Cell preparation and purification

L-DCs were collected from the thoracic ducts of mesenteric lymphadenectomized (MLNX) PVG-RT1c rats as described previously.24 Cells were washed in complete medium: RPMI with 5% fetal bovine serum, 2-mercaptoethanol, penicillin, streptomycin, and L-glutamine (Invitrogen, Paisley, UK). All steps were performed on ice. Where stated, L-DCs were enriched using anti-CD103 microbeads (Miltenyi Biotec, Bisley, UK). For fluorescence-activated cell sorting, cells were labeled with antibodies against CD103 (OX62; M. Puklavec, Cellular Immunology Unit, Sir William Dunn School of Pathology, Oxford, UK), MHC class II (OX6-PerCP; BD Biosciences, San Jose, CA), CD11b-PE (OX42-PE; Serotec, Kidlington, UK), and CD172a (SIRPα; OX41; M. Puklavec). OX41 and OX62 antibodies were conjugated using the Alexa Fluor 647 and Alexa Fluor 488 protein labeling kits, respectively (Molecular Probes, Eugene, OR). L-DCs, expressing high levels of MHC class II and CD103, were sorted into three subsets based on their expression of CD11b and CD172a11 using a MoFlo sorter (DakoCytomation, Carpinteria, CA).

Mixed lymphocyte reactions

T cells from cervical and mesenteric lymph nodes, were sieved through a 100 μm cell strainer to generate a single cell suspension. Cells were labeled with antibodies specific for CD4 (OX35-PE-Cy5), CD25 (OX39-PE; BD Biosciences), and CD45RC (OX22, M. Puklavec). OX22 was conjugated to Alexa-647 using a protein labeling kit (Molecular Probes). CD4+, CD25, CD45RChi lymphocytes were purified using a MoFlo sorter (DakoCytomation). In some experiments, T cells were labeled with 1 μM CFSE (Molecular Probes), before being mixed with APCs. MoFlo-sorted LN cells were incubated in 96-well or 24-well plates with MoFlo-sorted L-DC subsets, as described in figure legends.
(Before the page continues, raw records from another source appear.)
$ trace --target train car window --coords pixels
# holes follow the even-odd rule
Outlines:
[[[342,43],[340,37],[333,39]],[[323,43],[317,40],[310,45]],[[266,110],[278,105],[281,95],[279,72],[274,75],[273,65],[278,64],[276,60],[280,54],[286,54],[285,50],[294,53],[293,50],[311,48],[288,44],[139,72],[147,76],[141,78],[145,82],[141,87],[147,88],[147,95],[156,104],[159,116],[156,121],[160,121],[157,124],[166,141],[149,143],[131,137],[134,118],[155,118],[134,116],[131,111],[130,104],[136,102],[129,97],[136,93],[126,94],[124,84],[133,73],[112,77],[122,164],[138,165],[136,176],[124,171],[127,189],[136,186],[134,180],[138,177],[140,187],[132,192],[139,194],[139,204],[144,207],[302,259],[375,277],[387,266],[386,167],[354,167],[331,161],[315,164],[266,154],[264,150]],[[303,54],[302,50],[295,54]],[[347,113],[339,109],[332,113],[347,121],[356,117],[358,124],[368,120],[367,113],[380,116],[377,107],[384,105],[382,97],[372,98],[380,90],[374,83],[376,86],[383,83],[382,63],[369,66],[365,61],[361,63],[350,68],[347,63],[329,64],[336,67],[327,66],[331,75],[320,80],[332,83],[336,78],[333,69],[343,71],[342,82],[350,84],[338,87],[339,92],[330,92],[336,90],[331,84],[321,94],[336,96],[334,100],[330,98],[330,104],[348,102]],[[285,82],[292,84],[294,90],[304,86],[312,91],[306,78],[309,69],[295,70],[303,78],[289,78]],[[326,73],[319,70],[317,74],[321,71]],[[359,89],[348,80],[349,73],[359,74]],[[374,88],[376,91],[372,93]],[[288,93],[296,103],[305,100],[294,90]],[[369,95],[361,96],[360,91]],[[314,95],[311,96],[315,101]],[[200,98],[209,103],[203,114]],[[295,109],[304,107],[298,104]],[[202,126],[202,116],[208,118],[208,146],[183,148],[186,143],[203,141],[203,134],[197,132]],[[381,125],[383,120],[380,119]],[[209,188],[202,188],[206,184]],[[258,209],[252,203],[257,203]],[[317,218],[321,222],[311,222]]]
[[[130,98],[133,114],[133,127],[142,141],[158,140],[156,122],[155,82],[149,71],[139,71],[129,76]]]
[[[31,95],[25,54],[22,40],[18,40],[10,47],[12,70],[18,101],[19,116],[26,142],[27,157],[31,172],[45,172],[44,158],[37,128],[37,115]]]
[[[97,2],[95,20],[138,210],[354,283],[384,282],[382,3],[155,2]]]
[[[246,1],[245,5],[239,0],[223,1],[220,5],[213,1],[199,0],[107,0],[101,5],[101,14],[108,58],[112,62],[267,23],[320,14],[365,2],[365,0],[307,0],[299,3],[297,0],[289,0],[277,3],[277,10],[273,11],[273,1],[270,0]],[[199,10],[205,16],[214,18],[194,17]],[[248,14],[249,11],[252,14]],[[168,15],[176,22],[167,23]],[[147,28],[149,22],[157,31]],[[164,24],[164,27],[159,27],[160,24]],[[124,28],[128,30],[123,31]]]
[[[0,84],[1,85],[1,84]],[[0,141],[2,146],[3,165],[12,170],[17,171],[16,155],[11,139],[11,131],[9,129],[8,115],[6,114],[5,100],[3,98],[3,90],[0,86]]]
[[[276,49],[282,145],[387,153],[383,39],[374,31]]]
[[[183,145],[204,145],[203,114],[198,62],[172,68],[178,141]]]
In some experiments, after 5 days 1 μCi 3H-thymidine was added to each well, and cultures left for a further 16 h. Cells were harvested and thymidine incorporation measured using a β-plate counter (PerkinElmer, Boston, MA). In other experiments, cells were harvested after 3, 4, or 5 days, counted, and stained for flow cytometry. These cells were also fixed and stained intracellularly with an antibody specific for FoxP3 or IgG2a-κ-APC isotype control (eBioscience, San Diego, CA). A Cyan cytometer (Dako, Ely, UK) was used to generate data, which were analyzed using FlowJo software (TreeStar, Ashland, OR).
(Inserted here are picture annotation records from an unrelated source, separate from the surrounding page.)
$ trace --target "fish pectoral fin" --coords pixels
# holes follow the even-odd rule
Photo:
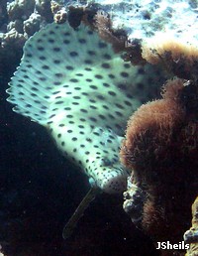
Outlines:
[[[92,187],[88,191],[88,192],[86,193],[84,198],[81,200],[80,204],[75,209],[73,215],[69,218],[69,220],[65,224],[65,226],[63,228],[63,231],[62,231],[63,239],[67,239],[68,237],[70,237],[70,235],[72,234],[72,232],[73,232],[73,230],[74,230],[78,220],[82,217],[84,211],[89,206],[90,202],[100,192],[101,192],[101,190],[96,188],[96,187]]]

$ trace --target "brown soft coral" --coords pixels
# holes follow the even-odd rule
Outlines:
[[[121,160],[147,194],[139,225],[155,241],[182,241],[190,220],[198,188],[197,96],[196,84],[170,80],[163,98],[141,106],[128,123]]]
[[[142,57],[152,64],[162,64],[170,73],[185,79],[198,77],[198,48],[175,39],[152,39],[142,45]]]

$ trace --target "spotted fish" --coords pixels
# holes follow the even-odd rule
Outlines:
[[[27,41],[8,101],[47,127],[91,185],[121,192],[127,171],[119,162],[120,144],[148,81],[140,73],[90,28],[52,23]]]

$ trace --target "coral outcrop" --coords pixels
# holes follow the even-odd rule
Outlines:
[[[134,219],[140,206],[135,223],[154,241],[176,243],[197,195],[198,87],[176,78],[165,84],[162,97],[142,105],[128,122],[121,161],[134,186],[124,208]]]
[[[190,244],[186,256],[198,255],[198,196],[192,204],[192,227],[184,234],[184,240]]]

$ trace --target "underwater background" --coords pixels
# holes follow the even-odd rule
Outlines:
[[[157,20],[155,17],[150,19],[160,2],[167,2],[167,8],[164,8],[165,11],[161,13],[160,19]],[[168,6],[169,2],[171,1],[115,1],[114,3],[105,0],[0,1],[0,251],[2,255],[161,255],[159,250],[154,248],[151,238],[137,228],[123,210],[122,194],[101,193],[96,196],[80,218],[72,235],[66,240],[62,239],[62,228],[89,191],[89,182],[79,168],[61,156],[44,127],[12,111],[11,104],[6,101],[8,97],[6,89],[20,64],[23,46],[28,38],[51,23],[53,19],[56,22],[61,19],[64,21],[67,16],[72,27],[79,25],[82,10],[77,9],[75,12],[72,8],[89,5],[91,14],[88,13],[88,18],[91,21],[92,12],[95,13],[101,8],[107,12],[113,10],[116,13],[113,20],[115,27],[120,13],[123,13],[124,18],[121,21],[127,24],[125,30],[131,39],[140,39],[146,35],[146,37],[152,35],[153,28],[156,31],[161,30],[172,12]],[[197,1],[180,2],[187,2],[193,10],[198,8]],[[133,11],[135,17],[133,22],[139,26],[137,30],[131,30],[130,22],[128,26],[132,3],[138,10]],[[147,10],[144,9],[145,5],[148,7]],[[70,13],[67,13],[68,10]],[[163,21],[161,17],[164,17]],[[144,21],[144,29],[141,28],[141,23],[138,24],[139,20]],[[147,27],[146,24],[149,20],[152,21],[150,26],[153,27],[151,29],[149,27],[147,31],[144,26]],[[140,31],[140,34],[137,31]],[[137,41],[132,43],[139,46]],[[135,59],[138,63],[142,62],[139,55]],[[168,65],[168,68],[171,69],[172,66]],[[180,70],[183,74],[183,69]],[[192,68],[193,75],[194,70],[195,68]],[[157,83],[162,85],[165,79],[180,75],[177,68],[174,69],[173,75],[168,71],[165,71],[164,76],[158,77]],[[182,75],[181,77],[183,78]],[[160,88],[151,87],[150,90],[154,91],[153,94],[150,93],[154,95],[153,99],[160,98]],[[150,97],[148,100],[150,100]],[[189,215],[190,210],[189,208]],[[190,221],[191,219],[187,223],[189,227]]]

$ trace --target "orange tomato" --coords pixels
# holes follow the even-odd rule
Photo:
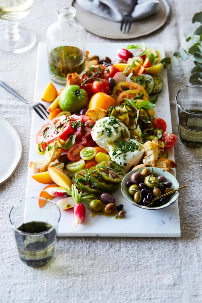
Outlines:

For restimulation assays a DC/T-cell ratio of 1:100 was used, as this ratio generated optimum proliferation in pilot experiments. After 5 days cells were harvested, washed, counted and rested for 3 days at a density of 1×106 cells per ml in complete medium supplemented with 20 U/ml IL-2 (M. Puklavec). They were then restimulated either for 3 days using irradiated splenocytes from (i) PVG-RT1c or (ii) PVG-RT1u rats at a splenocyte/T-cell ratio of 1:1, or iii) by incubation for 16 h with 5 ng/ml PMA and 500 ng/ml ionomycin (Sigma, Poole, UK). After restimulation, supernatants were collected and in some experiments, proliferation was measured by analyzing incorporation of 3H-thymidine, as above.
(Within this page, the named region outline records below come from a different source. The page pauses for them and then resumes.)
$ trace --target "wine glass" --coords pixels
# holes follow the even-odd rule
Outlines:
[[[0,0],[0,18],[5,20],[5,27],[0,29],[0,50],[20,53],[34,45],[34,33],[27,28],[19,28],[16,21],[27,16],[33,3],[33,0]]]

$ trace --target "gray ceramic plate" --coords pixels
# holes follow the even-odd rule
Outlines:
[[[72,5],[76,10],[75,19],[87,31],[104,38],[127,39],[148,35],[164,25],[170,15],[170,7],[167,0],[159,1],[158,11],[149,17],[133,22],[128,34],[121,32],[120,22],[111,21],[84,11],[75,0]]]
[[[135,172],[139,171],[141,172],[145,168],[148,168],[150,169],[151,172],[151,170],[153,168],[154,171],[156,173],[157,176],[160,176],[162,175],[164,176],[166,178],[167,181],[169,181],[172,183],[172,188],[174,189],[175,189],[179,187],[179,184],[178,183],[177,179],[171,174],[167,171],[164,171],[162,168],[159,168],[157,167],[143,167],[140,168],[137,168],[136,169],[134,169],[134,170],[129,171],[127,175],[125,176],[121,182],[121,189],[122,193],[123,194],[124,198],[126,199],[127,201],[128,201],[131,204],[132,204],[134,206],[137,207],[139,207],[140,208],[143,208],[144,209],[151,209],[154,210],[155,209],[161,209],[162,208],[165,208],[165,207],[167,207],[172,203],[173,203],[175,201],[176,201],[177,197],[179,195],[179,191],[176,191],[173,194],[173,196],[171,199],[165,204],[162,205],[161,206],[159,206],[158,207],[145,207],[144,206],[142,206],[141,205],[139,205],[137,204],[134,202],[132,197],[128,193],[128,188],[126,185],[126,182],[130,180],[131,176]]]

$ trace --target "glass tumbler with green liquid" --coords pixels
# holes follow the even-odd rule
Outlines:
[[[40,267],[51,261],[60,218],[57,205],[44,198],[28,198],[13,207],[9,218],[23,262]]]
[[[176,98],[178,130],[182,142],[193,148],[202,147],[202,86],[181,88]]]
The MLR cultures used to demonstrate the antiproliferative effects of lymph contained red blood cell-depleted suspensions of cells from mesenteric and cervical lymph nodes. Cells (1×105) each from PVG and DA rats were used. Proliferation was assessed by thymidine incorporation after 5 days.

Cytokine analysis

The concentrations of secreted cytokines were measured using a rat cytokine multiplex array (Millipore, Billarica, MA). Samples were analyzed using a Bio-Plex multiplex analysis system (Bio-Rad, Hemel Hempstead, UK). ELISPOTs for IL-2 and IFN-γ were performed using rat ELSPOT kits (R&D Systems, Abingdon, UK).

Disclosure

The authors declared no conflict of interest.